Ülkeyi yönetenler, sistemin bir çıkmazda olduğunu uzunca bir süredir kabul ediyor olsalar da gerçekçi bir çözümün yaratacağı sosyal ve siyasal sonuçları göze alamadıkları için çözüm sürekli ertelenmiş ; sorunun, gerçekçi çözümlerin maliyetinin artması pahasına, bütçeden aktarılan ve vergi gelirlerinin neredeyse beşte birine ulaşan kaynaklarla sözde çözümüne bu güne kadar devam edilegelmiştir.
Ancak, Hükümet bu tür bir yöntemin doğru bir çözüm şekli olmadığı gerçeğinden hareketle, sosyal güvenlik sistemine adeta neşter vurmuş, önceki yıl adına ‘’ sosyal güvenlik reformu ‘’ adı da verilen kapsamlı ve radikal bir düzenlemenin hazırlıklarına girişmiş, ancak düzenlemeyle ilgili yoğun tartışmalar, düzenlemenin TBMM’nde kabul edilmesini geçtiğimiz yılın Mayıs ayına kadar geciktirmiştir. Bir yıldan fazla süren tartışmaların ardından Mayıs 2006 ayında TBMM’de kabul edilen 5510 sayılı Sosyal Sigortalar ve Genel Sağlık Sigortası Kanunu ile, tüm sigortalılar aynı çatı altında toplanmış, emeklilikte norm ve standart birliği sağlanmış, sistem adil ve eşitlikçi bir yapıya kavuşturularak karşılıksız ödemelere son verilmiş ve emeklilik ve sağlık sistemleri birbirinden tamamen ayrılmıştır.
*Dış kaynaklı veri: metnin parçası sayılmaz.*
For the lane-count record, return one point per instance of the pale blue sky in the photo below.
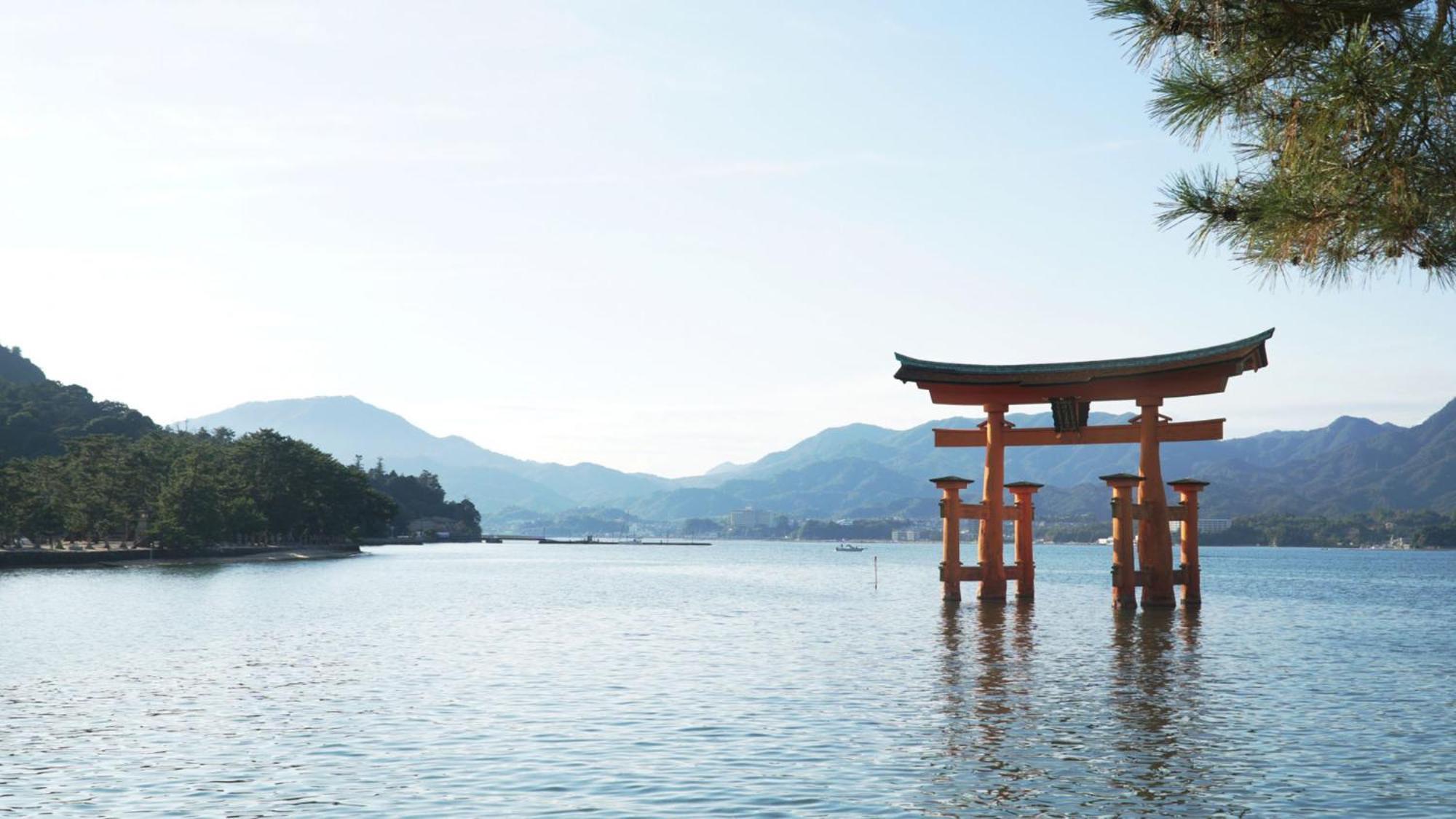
(652, 235)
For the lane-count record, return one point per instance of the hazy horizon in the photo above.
(950, 413)
(652, 237)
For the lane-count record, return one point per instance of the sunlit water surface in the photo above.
(729, 679)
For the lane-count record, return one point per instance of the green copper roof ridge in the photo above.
(1094, 365)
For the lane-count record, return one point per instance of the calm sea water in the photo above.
(729, 679)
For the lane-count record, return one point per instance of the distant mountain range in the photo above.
(869, 471)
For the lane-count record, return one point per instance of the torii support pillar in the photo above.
(1155, 544)
(992, 542)
(951, 487)
(1026, 569)
(1125, 574)
(1189, 490)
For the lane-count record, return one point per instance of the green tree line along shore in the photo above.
(74, 468)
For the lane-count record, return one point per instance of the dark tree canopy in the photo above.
(1342, 114)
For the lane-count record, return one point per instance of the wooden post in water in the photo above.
(951, 487)
(1154, 537)
(992, 542)
(1026, 564)
(1189, 490)
(1125, 577)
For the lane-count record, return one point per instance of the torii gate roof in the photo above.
(1192, 372)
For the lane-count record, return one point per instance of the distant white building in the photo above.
(751, 519)
(1206, 525)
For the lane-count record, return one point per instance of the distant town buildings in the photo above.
(751, 519)
(1206, 525)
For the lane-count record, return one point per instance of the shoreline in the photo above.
(122, 558)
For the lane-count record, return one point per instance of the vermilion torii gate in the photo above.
(1071, 388)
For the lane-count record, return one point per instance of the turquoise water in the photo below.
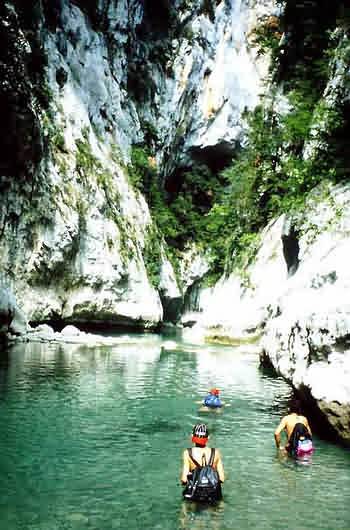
(93, 438)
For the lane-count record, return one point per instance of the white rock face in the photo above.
(87, 263)
(304, 318)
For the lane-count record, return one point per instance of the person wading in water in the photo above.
(202, 470)
(297, 429)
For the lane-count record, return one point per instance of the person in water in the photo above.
(200, 453)
(212, 399)
(297, 429)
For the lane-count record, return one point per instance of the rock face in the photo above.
(299, 315)
(88, 80)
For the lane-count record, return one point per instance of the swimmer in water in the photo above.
(298, 431)
(212, 401)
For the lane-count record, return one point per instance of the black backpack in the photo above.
(203, 484)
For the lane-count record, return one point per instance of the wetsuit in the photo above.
(299, 433)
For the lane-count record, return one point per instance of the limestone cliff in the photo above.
(81, 83)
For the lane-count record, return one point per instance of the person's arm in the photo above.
(219, 466)
(278, 431)
(185, 467)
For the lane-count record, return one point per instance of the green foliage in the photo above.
(266, 35)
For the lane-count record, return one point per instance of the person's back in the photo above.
(202, 471)
(297, 428)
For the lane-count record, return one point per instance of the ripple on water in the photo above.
(93, 439)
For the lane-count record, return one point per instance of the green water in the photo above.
(92, 438)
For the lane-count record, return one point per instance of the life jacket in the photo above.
(212, 401)
(300, 441)
(203, 483)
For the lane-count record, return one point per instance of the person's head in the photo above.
(200, 435)
(295, 406)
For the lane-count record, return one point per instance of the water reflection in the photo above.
(93, 438)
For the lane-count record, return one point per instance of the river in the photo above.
(92, 438)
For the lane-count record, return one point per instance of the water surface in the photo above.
(93, 438)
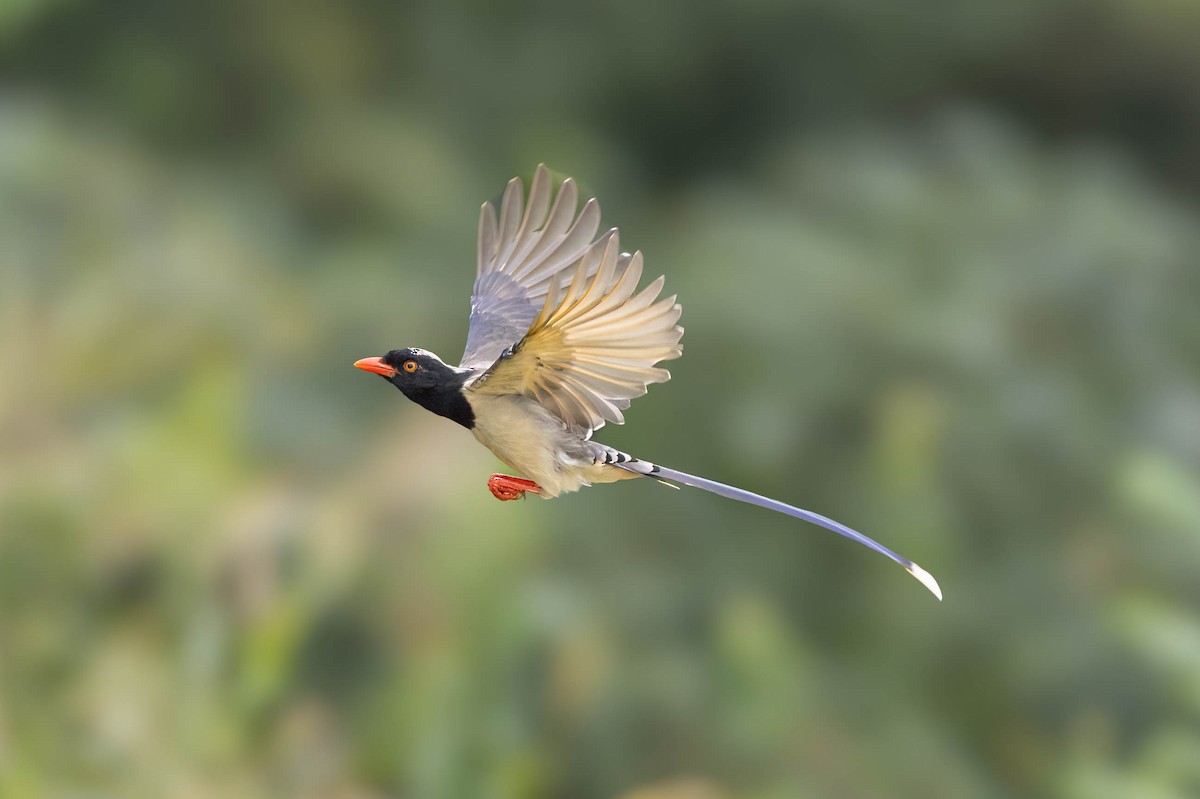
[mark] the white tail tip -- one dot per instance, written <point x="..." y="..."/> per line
<point x="927" y="580"/>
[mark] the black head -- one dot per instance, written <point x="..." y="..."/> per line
<point x="425" y="379"/>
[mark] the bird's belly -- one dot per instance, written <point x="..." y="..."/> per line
<point x="532" y="440"/>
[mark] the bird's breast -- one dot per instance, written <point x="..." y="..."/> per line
<point x="532" y="440"/>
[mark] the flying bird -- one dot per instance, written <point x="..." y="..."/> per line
<point x="561" y="340"/>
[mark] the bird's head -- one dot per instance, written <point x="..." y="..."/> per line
<point x="425" y="379"/>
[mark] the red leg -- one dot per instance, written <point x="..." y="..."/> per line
<point x="504" y="487"/>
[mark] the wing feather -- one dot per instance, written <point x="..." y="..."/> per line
<point x="594" y="344"/>
<point x="521" y="258"/>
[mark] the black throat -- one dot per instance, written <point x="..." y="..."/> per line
<point x="445" y="400"/>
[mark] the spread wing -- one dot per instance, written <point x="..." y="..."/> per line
<point x="589" y="353"/>
<point x="520" y="260"/>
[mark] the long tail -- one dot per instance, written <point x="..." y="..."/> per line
<point x="742" y="496"/>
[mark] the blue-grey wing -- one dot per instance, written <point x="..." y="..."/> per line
<point x="521" y="257"/>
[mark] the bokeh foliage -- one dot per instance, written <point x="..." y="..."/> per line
<point x="941" y="270"/>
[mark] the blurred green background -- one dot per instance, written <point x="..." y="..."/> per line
<point x="940" y="266"/>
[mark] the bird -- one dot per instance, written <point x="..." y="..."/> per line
<point x="561" y="340"/>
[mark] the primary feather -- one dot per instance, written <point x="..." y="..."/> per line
<point x="520" y="258"/>
<point x="594" y="349"/>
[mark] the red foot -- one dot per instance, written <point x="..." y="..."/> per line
<point x="504" y="487"/>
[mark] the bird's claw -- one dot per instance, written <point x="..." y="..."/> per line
<point x="504" y="487"/>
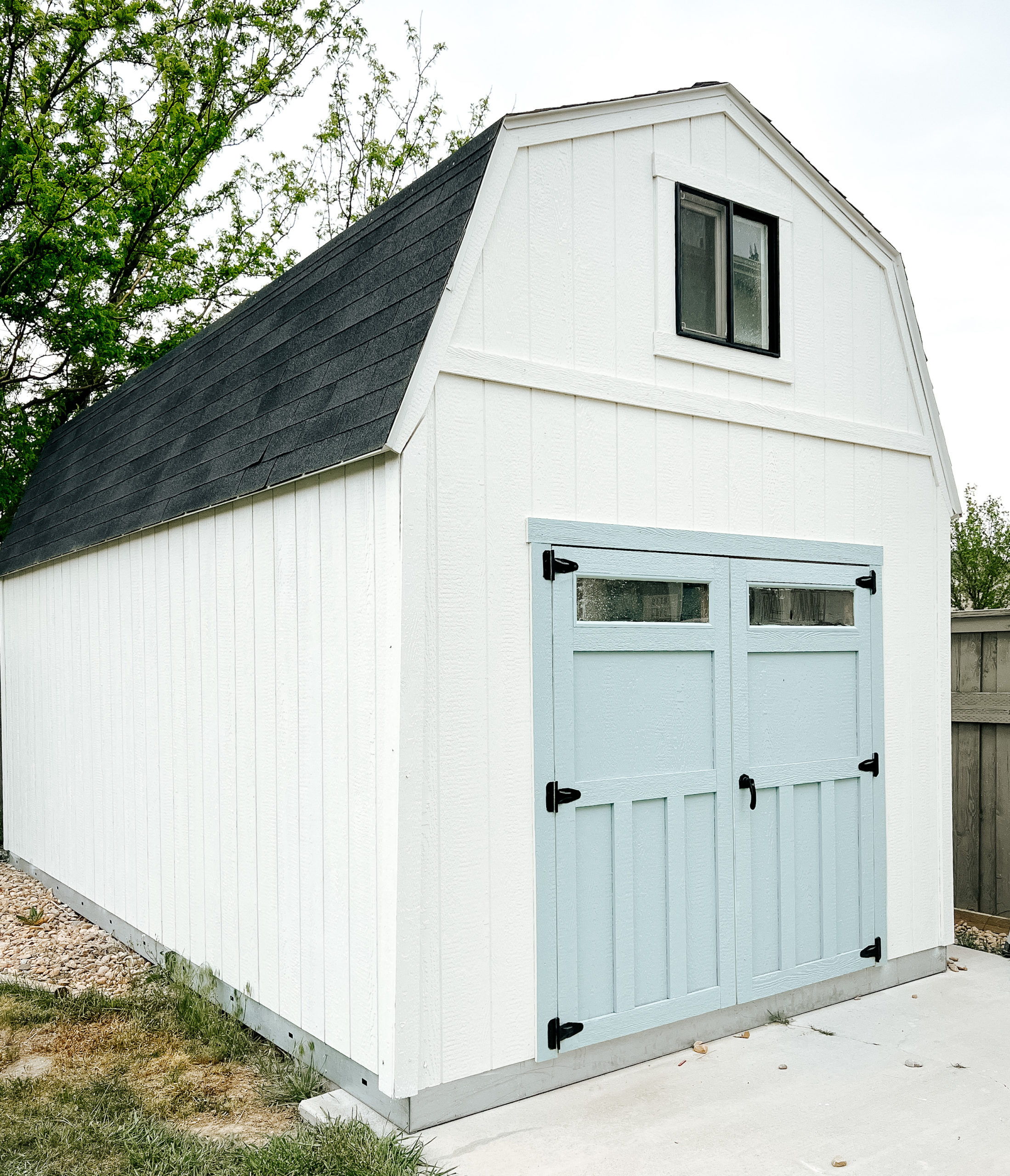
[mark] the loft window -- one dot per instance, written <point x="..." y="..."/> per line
<point x="727" y="272"/>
Anılan Kanun, TBMM’de kabul edilmesinin hemen ardından Anayasa Mahkemesi’nde dava konusu yapılmış ; Yüksek Mahkeme, kamu görevlilerinin ayrıcalıklarına son veren hükümlerin yer aldığı bazı maddelerin iptaline karar vermiş ve yürürlüğü durdurmuştur.
Hükümet de, iptal kararını ve yasanın geri kalan maddelerinin uygulamasına olumsuz etkilerini dikkate alarak , Kanunun Anayasa Mahkemesi’nce iptal edilmeyen hükümlerinin 01.Ocak.2007 olan yürürlüğünün altı ay süreyle ertelenmesine karar vermiş, bu amaçla da TBMM’de 2007 yılı Merkezi Yönetim Bütçe Kanunu’na bir hüküm eklenmesini sağlayarak Kanun’un iptal edilmeyen maddelerinin yürürlüğünü 01.Temmuz.2007 tarihine ertelemiştir.
Aradan geçen altı aylık sürede meydana gelen gelişmeler, Kanunun Anayasa Mahkemesince iptal edilen maddelerinin yeniden ele alınmasını engellemiş ve Sosyal Sigortalar ve Genel Sağlık Sigortası Kanunu’nun yürürlüğü, 20.05.2007 tarihli Resmi Gazete’de yayımlanan 5655 sayılı Bazı Kanunlarda Değişiklik Yapılmasına Dair Kanun hükümleri ile bu kez 01.01.2008 tarihine ertelenmiştir.
Kanunun ikinci kez ertelenmiş olması sebebiyle, halen Sosyal Sigortalar Kanunu ve ilgili diğer mevzuat hükümlerine göre yapılmakta olan uygulamalara 2007 yılının ikinci yarısında da devam edilecektir.